USDA memorandum reversing previous position on nutrient vitamins and minerals in organic foods, available upon request: email@example.com
Link to The Cornucopia Institute report, and other background documents: Replacing Mother — Imitating Human Breast Milk in the Laboratory: https://www.cornucopia.org/2008/01/replacing-mother-infant-formula-report/
The manufacturing process for Martek’s oils likely includes genetically engineered organisms and neurotoxic synthetic solvents, which are both explicitly banned in organic production.
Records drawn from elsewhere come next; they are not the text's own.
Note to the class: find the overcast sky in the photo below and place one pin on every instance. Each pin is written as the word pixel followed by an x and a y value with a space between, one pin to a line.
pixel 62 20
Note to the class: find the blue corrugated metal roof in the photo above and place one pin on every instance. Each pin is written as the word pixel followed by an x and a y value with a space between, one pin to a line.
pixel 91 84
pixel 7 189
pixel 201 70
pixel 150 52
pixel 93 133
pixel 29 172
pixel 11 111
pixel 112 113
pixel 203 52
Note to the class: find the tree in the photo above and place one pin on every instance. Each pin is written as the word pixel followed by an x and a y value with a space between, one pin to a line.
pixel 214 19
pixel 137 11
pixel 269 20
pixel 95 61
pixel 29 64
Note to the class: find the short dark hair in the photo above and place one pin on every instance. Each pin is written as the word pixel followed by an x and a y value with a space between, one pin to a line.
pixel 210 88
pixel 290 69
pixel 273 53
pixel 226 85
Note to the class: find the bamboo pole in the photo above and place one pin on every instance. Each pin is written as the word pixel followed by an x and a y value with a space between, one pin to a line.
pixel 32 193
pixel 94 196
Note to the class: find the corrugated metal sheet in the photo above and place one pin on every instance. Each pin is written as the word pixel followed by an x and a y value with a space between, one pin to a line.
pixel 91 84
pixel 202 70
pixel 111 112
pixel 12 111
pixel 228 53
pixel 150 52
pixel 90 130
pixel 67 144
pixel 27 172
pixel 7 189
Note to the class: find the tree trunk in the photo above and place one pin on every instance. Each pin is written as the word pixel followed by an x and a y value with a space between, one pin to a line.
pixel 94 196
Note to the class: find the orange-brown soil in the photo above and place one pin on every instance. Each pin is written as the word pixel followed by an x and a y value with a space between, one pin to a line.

According documents submitted by Martek to the FDA, the process to make their oils includes growing algae and fungus in a medium that is made primarily of dextrose derived from corn, yeast extract or a hydrolyzed vegetable protein, which is usually derived from soybeans. Given that the vast majority of corn and soybean products in the food supply are produced through genetic engineering, the likelihood that Martek’s DHA and ARA oils are grown in a medium of genetically engineered organisms is almost certain. The use of genetic engineering is, of course, strictly prohibited in organics.
In a document submitted to the Food and Drug Administration, Martek also specifies that they use a neurotoxic chemical solvent, hexane, to extract the oil. Martek writes: “The oil is first extracted by blending the dried biomass with hexane in a continuous extraction process.” Synthetic solvents such as hexane, which carry serious environmental and occupational safety concerns, are also prohibited in organic food processing.